The recent sell-off that pushed U.S. equity markets into a correction served as a stress test for the ETF ecosystem, revealing the relatively stable and liquid nature of the ETF investment vehicle even in more volatile market conditions.
In the week ended February 9, 2018, “exchange traded funds (ETFs) experienced more than $1 trillion in US-listed exchange trading volume, roughly double normal trading volumes (Source: Bloomberg). While much of the media attention focused on losses in certain complex exchange-traded products (that are not ETFs), this episode underscored stability and liquidity of ETF trading amidst historic trading volumes. In fact, BlackRock observed some of the highest on-exchange volumes ever in its US-listed ETFs during this period,” BlackRock analysts, led by Barbara Novick, said in a note.
ETFs have quickly gained popularity among the investment community as a means of easily and efficiently tracking broad market exposures. The investment vehicle also remains relatively new. Consequently, some naysayers have been quick to point out that the investment tool is largely untested during extreme bouts of volatility. However, the recent market oscillations and how ETFs performed during the swings revealed that the investment vehicle can hold up.

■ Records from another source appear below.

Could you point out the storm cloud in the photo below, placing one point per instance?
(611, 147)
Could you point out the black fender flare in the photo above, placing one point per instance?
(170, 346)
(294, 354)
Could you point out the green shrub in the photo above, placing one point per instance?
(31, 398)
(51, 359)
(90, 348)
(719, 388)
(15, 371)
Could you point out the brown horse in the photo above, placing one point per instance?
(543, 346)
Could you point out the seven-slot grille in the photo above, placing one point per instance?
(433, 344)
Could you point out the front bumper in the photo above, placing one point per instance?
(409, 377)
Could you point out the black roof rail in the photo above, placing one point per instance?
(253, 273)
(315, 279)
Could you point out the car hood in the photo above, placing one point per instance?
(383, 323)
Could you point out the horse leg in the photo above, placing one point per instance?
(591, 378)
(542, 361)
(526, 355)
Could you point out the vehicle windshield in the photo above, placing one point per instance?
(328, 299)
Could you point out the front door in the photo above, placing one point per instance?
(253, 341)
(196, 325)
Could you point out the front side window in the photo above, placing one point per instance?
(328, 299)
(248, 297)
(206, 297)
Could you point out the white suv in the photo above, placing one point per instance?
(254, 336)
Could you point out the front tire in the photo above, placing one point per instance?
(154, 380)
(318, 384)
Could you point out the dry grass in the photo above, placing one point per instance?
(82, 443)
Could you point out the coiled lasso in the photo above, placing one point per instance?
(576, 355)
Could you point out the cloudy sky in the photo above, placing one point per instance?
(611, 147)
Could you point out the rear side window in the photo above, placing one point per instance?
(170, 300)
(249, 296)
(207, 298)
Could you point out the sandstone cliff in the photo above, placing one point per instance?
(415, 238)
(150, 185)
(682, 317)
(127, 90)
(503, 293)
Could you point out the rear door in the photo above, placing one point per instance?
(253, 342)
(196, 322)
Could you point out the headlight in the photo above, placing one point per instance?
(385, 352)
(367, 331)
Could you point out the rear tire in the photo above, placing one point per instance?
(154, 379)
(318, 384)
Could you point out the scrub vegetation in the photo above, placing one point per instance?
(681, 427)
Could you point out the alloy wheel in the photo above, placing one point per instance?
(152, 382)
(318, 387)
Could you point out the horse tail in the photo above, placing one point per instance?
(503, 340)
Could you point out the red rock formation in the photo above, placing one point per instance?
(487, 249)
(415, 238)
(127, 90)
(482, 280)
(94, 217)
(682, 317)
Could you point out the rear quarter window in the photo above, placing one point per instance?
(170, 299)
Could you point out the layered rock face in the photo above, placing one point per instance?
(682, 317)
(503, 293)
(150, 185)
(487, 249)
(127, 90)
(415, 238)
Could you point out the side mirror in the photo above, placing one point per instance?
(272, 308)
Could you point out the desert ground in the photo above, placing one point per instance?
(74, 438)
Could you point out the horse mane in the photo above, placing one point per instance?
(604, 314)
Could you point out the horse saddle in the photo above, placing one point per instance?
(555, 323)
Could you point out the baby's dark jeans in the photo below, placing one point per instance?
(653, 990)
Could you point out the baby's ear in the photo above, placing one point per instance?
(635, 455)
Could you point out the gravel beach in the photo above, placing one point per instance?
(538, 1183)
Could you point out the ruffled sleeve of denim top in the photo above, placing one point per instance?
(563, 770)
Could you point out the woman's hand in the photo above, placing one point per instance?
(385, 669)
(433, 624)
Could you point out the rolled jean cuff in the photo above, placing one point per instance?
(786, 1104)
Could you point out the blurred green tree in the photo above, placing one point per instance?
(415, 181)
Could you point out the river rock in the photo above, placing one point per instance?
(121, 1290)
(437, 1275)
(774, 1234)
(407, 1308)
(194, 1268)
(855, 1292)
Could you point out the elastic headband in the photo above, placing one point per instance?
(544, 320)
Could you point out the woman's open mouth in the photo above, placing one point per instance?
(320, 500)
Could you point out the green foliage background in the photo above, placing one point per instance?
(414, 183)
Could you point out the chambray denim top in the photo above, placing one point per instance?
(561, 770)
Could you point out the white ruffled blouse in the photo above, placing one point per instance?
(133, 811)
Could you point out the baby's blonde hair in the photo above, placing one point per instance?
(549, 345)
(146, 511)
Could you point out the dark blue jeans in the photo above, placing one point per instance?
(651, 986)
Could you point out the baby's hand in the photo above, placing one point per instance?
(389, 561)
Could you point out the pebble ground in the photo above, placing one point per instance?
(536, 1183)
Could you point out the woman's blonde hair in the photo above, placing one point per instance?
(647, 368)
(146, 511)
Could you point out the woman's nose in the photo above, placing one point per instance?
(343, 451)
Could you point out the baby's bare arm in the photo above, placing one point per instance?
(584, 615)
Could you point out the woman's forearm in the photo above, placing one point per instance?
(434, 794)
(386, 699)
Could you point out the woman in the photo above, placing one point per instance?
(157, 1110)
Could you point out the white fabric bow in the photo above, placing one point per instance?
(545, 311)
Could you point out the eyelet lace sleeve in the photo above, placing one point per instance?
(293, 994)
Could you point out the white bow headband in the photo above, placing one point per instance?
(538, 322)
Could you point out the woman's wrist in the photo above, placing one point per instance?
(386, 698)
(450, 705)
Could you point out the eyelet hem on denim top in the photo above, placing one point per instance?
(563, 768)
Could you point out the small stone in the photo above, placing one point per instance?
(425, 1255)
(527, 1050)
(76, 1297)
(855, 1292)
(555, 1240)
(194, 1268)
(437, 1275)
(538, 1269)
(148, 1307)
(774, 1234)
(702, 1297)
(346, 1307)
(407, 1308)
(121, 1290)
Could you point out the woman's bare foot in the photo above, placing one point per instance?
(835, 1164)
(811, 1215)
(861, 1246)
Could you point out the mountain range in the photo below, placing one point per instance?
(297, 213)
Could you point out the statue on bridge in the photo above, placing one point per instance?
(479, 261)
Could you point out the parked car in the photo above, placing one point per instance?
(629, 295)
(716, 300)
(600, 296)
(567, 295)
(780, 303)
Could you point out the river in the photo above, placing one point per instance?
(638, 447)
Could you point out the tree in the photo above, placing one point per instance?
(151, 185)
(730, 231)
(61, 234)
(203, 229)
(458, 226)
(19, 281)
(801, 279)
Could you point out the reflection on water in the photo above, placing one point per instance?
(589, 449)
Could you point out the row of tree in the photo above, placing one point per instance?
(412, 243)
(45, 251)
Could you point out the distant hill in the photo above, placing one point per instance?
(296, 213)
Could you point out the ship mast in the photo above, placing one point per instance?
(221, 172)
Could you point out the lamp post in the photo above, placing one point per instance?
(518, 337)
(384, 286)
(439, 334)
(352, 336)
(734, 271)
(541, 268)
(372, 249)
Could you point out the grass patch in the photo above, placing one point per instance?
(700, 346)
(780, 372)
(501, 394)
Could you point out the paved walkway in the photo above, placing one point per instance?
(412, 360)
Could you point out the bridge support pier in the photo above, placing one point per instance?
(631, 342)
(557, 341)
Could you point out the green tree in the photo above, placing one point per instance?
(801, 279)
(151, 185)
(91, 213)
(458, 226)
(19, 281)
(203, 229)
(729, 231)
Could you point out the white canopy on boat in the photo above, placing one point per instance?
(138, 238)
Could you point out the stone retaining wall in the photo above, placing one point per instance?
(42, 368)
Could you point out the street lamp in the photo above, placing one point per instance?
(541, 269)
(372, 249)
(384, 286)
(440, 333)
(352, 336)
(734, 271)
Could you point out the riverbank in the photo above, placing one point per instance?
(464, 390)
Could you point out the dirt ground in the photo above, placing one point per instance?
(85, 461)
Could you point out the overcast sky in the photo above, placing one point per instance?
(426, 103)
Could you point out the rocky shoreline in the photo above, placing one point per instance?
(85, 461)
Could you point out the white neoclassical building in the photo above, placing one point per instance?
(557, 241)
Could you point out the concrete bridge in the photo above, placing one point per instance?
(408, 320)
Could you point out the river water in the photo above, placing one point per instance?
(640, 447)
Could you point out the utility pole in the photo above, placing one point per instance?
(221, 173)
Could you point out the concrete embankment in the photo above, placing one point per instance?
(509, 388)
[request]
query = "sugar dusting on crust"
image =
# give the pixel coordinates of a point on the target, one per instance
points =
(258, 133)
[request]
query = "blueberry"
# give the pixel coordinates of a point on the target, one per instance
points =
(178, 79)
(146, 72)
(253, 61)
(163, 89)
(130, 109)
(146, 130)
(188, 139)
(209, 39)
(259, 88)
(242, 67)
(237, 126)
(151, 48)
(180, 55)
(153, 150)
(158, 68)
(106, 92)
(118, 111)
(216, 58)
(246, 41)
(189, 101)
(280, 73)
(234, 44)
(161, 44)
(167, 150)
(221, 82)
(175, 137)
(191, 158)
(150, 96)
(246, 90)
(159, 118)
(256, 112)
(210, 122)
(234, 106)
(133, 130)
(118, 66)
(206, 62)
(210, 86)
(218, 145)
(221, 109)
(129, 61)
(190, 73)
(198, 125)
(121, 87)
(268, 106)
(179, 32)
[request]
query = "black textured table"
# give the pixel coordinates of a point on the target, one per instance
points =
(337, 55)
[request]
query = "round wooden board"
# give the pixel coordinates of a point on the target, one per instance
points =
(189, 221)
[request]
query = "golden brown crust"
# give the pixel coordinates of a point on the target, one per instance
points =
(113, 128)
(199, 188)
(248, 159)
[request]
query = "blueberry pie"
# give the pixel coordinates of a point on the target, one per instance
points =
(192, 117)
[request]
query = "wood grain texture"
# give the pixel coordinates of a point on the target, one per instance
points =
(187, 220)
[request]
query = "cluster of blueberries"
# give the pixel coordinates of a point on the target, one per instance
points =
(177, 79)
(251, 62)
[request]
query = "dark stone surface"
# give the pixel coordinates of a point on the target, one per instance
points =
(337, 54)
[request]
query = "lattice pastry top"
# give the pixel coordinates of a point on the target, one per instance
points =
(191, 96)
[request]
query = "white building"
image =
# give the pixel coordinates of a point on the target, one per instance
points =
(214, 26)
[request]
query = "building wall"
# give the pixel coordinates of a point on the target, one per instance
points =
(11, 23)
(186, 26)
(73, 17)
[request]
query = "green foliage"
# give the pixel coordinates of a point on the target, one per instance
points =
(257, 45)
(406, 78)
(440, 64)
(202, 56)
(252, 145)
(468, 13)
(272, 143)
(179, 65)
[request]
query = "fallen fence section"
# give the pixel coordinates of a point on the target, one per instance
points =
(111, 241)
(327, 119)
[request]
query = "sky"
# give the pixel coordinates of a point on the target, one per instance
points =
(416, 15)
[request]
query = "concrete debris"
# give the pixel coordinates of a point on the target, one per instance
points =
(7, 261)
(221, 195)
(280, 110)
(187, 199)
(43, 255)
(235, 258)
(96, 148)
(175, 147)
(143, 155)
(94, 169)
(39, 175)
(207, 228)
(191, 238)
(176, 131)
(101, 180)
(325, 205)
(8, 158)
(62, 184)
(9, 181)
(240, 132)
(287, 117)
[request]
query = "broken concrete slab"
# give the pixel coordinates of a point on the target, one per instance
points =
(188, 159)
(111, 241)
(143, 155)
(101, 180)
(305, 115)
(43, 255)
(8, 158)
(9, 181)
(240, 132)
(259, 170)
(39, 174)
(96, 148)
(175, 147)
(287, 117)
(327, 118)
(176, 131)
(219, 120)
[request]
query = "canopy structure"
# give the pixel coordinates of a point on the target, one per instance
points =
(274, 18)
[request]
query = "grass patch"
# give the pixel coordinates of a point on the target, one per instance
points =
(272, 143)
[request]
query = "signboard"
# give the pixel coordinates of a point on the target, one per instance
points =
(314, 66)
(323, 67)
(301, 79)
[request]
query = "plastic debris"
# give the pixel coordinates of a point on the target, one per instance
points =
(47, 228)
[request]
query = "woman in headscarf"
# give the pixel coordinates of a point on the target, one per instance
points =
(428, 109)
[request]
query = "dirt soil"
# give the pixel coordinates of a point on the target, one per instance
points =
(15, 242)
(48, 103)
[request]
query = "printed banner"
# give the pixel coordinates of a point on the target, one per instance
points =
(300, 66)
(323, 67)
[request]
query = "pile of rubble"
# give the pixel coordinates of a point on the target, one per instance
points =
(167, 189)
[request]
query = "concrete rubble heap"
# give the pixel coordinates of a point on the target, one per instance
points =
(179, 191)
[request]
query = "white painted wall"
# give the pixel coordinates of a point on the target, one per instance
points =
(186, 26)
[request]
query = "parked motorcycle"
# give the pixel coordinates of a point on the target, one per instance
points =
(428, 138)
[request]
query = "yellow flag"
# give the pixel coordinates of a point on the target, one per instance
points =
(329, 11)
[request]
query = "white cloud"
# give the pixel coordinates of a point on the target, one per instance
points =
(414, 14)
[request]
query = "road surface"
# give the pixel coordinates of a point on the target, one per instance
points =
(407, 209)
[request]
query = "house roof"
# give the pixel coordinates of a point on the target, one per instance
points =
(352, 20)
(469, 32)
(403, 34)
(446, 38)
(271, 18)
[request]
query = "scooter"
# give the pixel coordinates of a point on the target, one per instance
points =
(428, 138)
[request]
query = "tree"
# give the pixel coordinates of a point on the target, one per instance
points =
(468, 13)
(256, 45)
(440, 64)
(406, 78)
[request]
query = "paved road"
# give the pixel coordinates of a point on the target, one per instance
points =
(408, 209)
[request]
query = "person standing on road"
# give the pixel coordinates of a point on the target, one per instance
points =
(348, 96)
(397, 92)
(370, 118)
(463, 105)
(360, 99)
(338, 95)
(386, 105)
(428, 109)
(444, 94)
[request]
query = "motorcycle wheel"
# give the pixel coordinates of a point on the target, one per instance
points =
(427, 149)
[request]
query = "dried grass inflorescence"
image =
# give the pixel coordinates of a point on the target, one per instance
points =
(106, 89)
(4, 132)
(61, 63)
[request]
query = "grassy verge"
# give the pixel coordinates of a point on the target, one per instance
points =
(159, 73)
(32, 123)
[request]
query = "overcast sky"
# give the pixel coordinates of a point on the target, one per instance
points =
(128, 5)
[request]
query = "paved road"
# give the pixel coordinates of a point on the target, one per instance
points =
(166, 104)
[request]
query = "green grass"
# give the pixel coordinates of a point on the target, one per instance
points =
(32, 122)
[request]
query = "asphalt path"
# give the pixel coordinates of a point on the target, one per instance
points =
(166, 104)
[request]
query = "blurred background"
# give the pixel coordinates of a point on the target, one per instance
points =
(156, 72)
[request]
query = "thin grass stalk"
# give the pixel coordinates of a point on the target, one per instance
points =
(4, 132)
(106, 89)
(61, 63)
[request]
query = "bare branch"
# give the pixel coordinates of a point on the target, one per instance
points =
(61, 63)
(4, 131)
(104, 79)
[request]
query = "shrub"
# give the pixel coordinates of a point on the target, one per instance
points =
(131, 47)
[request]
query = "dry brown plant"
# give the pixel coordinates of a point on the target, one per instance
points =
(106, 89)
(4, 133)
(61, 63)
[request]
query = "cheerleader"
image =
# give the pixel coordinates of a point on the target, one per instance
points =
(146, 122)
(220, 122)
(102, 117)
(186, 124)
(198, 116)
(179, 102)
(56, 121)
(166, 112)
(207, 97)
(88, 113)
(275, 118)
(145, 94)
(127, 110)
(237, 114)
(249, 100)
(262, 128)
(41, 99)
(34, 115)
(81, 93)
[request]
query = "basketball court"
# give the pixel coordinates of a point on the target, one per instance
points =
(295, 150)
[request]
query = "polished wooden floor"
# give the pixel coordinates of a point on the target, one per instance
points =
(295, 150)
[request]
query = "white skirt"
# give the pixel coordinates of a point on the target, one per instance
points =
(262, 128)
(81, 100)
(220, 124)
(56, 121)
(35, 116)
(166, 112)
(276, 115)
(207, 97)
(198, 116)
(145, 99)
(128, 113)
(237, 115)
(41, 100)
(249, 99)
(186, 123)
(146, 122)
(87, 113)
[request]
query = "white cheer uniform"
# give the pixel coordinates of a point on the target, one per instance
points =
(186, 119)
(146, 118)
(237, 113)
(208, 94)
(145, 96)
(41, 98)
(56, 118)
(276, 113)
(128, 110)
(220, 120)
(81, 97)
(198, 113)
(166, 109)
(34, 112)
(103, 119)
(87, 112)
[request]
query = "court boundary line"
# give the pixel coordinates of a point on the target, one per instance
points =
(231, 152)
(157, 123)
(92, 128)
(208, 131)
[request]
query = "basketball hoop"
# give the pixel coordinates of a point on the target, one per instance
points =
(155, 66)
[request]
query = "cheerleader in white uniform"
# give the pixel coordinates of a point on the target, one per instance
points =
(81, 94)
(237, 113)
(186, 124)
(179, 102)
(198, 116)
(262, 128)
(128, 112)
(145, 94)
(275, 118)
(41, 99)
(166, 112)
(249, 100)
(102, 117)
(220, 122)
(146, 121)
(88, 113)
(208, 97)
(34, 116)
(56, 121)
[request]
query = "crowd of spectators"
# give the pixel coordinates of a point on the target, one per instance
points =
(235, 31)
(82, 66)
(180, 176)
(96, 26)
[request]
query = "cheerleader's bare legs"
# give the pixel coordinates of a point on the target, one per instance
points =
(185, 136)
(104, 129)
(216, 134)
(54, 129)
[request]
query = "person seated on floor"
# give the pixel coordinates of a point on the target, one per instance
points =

“Not only was ETF trading orderly, an upswing in trading volume showed that investors again turned to ETFs in times of turbulence. Importantly, even with heavy trading of ETF shares on exchange, the funds experienced minimal outflows. In other words, buys and sells on exchange largely cancelled each other out, with the outflows representing minimal demand imbalance. In effect, ETFs acted as ‘shock-absorbers’ in choppy markets,” the BlackRock analysts said.